The long-awaited Fed hike

Mar 15-16 is the next meeting at the Federal Reserve, where they are expected to make their first 25 bps rate hikes. How much they hike and how the market reacts will determine a lot.

IMO, the fed will hike 25bps, announce a slow rolloff of their balance sheet (QT), and try to sound hawkish.

I expect front end rates to rise a decent amount afterward, bringing TLT to its next inflection point where it will trend steadily higher as interest rates invert, leading economic indicators struggle, and the economy slows as CPI remains sticky. The sticky CPI will be due to the lagging nature of the large housing measure and the stubbornly expensive oil as the administration makes token gestures to lower it will refusing to complete the gulf auctions or allow for new fracking wells. This will result in significant shortages such that the economy would have to fall back to covid lockdown levels in order to curb demand enough to reduce the price. Meanwhile, emerging markets will really struggle as commodity shortages (particularly food & fuel) combine with dollar shortages and cause major problems.
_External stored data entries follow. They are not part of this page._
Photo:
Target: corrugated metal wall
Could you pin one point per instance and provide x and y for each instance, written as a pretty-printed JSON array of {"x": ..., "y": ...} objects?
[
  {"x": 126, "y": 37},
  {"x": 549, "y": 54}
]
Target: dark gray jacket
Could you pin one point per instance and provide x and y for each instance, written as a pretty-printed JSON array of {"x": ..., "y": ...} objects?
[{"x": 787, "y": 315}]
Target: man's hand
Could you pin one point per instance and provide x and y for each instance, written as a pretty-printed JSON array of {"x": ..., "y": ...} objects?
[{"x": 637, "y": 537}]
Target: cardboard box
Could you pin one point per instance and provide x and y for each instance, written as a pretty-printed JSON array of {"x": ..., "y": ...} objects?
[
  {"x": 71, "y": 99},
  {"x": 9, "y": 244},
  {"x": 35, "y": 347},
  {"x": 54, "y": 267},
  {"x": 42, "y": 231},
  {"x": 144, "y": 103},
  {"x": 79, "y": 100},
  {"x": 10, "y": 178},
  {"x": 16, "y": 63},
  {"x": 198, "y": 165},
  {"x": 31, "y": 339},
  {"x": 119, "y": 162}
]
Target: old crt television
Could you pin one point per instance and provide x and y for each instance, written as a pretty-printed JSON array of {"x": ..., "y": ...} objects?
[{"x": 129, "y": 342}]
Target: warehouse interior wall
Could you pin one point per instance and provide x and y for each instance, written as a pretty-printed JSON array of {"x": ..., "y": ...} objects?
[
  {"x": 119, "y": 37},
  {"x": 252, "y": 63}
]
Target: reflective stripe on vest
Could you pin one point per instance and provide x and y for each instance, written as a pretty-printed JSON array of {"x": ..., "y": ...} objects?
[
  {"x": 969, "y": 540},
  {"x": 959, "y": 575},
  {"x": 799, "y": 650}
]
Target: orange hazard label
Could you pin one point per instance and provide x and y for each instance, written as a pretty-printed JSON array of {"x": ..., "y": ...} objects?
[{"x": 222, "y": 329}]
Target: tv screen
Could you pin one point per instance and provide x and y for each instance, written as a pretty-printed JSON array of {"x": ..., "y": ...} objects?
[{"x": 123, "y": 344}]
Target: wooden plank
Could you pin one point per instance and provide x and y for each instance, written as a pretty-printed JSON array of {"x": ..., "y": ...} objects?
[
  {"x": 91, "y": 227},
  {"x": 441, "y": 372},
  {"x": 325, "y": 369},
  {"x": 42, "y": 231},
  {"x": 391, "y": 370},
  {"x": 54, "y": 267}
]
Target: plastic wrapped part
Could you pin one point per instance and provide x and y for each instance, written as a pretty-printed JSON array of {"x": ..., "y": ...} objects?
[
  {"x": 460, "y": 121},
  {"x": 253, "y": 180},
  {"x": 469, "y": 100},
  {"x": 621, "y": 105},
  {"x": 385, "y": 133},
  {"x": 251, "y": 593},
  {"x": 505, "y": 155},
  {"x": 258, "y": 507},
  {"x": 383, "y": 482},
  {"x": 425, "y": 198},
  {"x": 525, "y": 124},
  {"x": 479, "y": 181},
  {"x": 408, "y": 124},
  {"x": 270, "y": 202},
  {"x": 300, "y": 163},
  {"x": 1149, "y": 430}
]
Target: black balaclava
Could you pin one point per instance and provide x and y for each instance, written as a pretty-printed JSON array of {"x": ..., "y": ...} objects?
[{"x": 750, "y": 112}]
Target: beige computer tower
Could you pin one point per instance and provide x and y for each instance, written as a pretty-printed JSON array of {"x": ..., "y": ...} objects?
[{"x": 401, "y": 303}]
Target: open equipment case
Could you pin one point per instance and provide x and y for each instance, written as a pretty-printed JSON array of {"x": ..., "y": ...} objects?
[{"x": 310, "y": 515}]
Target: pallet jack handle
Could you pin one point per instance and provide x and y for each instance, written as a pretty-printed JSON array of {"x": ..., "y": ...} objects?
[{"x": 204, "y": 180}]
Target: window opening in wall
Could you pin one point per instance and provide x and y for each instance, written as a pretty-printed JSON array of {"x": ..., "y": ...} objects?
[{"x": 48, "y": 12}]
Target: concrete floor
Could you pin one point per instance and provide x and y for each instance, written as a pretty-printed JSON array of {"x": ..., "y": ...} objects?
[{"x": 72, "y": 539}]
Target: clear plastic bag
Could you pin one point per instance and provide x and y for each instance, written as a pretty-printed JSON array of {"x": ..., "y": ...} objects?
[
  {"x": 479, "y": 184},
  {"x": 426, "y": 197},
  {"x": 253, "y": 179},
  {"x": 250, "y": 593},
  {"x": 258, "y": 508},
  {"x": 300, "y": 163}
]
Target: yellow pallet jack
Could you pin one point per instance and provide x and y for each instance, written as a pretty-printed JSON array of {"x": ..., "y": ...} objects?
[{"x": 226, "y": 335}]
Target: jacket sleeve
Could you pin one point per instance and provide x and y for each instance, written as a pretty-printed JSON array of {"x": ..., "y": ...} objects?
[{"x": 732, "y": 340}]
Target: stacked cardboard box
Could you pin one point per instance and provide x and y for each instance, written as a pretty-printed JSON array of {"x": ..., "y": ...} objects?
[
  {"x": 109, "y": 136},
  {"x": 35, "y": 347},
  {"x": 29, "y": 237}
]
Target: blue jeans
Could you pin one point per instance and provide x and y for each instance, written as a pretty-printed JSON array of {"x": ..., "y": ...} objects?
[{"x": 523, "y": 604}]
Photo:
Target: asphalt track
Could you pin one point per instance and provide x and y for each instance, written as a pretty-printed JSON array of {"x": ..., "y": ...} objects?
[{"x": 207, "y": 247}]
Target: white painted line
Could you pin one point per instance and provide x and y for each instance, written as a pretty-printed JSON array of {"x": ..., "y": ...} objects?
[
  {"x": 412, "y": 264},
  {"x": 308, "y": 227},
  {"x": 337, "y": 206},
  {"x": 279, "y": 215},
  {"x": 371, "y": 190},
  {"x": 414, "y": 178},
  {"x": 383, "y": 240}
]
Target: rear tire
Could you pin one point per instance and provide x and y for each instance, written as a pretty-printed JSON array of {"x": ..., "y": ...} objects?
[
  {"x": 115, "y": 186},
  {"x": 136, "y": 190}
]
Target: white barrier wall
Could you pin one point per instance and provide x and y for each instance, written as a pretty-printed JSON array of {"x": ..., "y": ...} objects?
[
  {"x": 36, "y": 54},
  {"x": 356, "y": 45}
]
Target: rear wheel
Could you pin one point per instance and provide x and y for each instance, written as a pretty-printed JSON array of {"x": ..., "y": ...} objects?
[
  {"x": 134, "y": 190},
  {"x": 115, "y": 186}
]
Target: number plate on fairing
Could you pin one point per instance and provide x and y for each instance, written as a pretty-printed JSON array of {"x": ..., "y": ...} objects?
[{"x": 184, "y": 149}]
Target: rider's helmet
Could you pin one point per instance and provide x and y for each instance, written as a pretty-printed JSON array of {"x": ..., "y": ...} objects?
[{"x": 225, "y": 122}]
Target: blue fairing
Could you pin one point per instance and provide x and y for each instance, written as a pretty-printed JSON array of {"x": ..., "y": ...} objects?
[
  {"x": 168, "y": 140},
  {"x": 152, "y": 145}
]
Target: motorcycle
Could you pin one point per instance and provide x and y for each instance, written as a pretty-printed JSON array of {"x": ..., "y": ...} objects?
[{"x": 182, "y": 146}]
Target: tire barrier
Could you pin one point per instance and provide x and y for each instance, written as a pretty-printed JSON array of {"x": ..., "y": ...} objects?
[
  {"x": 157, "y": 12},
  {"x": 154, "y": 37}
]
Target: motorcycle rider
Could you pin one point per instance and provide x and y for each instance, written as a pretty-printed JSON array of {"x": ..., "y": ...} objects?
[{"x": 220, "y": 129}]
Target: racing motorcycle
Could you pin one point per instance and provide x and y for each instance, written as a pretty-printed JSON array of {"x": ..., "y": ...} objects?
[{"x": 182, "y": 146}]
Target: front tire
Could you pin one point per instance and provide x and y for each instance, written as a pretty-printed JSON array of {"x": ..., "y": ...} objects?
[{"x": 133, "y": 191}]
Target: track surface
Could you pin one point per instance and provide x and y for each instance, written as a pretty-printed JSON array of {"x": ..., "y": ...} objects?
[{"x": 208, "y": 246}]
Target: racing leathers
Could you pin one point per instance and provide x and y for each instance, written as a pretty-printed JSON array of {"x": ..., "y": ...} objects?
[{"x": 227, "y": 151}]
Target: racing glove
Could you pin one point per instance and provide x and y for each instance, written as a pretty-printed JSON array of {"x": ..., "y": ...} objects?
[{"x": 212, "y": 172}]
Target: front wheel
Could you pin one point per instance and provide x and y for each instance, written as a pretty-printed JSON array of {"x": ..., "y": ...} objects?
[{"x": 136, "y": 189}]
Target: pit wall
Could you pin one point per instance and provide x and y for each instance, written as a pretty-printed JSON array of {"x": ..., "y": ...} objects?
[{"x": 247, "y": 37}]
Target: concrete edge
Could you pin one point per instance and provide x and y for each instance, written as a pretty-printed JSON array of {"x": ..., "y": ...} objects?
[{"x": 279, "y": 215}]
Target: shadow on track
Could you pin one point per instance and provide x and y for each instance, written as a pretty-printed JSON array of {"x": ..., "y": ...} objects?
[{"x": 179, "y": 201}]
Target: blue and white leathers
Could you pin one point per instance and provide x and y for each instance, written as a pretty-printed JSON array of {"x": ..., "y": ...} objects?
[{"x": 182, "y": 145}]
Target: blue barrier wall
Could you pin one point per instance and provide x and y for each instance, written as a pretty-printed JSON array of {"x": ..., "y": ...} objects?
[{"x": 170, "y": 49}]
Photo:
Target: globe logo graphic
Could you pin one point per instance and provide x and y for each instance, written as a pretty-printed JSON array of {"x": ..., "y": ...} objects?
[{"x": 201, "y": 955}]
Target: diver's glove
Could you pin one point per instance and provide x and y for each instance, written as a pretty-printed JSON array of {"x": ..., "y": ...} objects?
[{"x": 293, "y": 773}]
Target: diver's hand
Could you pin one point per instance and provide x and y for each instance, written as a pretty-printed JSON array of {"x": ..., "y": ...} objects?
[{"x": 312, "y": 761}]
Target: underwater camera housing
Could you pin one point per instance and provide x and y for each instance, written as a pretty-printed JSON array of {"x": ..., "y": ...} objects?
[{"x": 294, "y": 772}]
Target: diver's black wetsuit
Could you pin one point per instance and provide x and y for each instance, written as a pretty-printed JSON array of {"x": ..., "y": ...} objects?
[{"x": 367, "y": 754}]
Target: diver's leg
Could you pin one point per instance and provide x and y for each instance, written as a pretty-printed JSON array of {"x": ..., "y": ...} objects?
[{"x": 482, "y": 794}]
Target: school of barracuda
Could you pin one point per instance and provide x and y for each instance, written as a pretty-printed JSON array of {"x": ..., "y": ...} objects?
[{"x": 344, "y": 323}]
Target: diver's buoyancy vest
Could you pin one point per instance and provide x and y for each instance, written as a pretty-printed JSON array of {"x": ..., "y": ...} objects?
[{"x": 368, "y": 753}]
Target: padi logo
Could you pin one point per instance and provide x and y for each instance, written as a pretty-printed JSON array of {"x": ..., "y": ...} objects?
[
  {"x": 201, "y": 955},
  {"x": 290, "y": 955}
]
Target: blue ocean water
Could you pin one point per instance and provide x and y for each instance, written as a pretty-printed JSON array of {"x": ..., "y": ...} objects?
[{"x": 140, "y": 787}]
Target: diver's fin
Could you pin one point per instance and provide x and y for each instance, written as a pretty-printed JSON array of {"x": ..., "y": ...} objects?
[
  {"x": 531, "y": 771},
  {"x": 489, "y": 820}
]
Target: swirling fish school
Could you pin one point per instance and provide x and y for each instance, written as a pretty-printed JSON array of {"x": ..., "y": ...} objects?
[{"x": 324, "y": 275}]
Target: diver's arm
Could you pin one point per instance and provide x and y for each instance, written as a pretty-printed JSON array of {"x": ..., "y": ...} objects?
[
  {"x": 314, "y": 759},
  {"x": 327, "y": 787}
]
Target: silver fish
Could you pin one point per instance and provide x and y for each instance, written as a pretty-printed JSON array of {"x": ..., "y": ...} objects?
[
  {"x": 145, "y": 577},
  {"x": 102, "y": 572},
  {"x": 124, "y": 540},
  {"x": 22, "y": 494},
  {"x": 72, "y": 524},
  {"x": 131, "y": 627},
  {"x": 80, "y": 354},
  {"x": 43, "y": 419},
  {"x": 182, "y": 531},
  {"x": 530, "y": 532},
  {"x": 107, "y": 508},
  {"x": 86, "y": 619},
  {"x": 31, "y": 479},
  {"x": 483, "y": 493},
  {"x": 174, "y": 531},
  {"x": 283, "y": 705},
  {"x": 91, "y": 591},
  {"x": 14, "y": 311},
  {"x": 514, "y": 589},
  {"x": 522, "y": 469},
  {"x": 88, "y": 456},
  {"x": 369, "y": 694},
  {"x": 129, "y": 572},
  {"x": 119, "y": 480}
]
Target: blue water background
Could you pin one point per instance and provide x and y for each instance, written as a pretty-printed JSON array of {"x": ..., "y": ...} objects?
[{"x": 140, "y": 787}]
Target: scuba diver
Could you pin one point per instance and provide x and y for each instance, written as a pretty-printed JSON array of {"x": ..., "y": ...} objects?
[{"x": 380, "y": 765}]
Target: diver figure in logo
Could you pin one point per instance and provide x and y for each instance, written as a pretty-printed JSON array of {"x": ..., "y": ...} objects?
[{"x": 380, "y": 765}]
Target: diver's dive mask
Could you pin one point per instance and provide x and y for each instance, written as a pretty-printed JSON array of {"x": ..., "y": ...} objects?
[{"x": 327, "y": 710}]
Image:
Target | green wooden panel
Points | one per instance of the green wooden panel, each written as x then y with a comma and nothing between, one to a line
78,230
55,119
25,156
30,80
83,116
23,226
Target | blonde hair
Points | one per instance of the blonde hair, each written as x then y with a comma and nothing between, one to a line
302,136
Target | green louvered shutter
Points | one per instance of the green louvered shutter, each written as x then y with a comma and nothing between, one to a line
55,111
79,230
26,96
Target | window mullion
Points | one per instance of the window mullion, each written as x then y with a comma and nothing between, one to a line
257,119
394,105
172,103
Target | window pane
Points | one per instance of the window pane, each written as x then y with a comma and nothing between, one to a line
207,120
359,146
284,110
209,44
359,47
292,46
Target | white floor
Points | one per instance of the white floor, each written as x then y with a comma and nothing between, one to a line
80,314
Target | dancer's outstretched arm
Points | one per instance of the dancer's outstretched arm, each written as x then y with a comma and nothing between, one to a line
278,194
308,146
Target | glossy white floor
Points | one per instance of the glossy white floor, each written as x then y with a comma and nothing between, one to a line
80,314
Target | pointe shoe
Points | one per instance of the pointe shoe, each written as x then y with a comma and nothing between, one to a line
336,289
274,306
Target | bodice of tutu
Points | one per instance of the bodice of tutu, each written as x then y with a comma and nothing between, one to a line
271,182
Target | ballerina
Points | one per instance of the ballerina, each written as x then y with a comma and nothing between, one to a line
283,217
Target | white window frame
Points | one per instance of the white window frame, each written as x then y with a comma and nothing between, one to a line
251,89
The chance of a serious deleveraging event this coming month is significant. At the same time, blind money flows should continue into US stocks from corporate buybacks and 401k flows into passive funds. The S&P 500 will not go flat, it’ll be more like the elevator down then stairs up we saw in March 2020.

I’m not confident at all how it will move really, so I’m leaning towards Jan 2023 TLT calls as my primary hedges – with the added benefit that the best time to add to them will be after the fed spooks markets to the hawkish side. It’s possible that the Fed comes out too dovish, in which case my gold, silver & uranium miners should do very well, but my current plan is to have a significant amount of cash on hand by the end of the week.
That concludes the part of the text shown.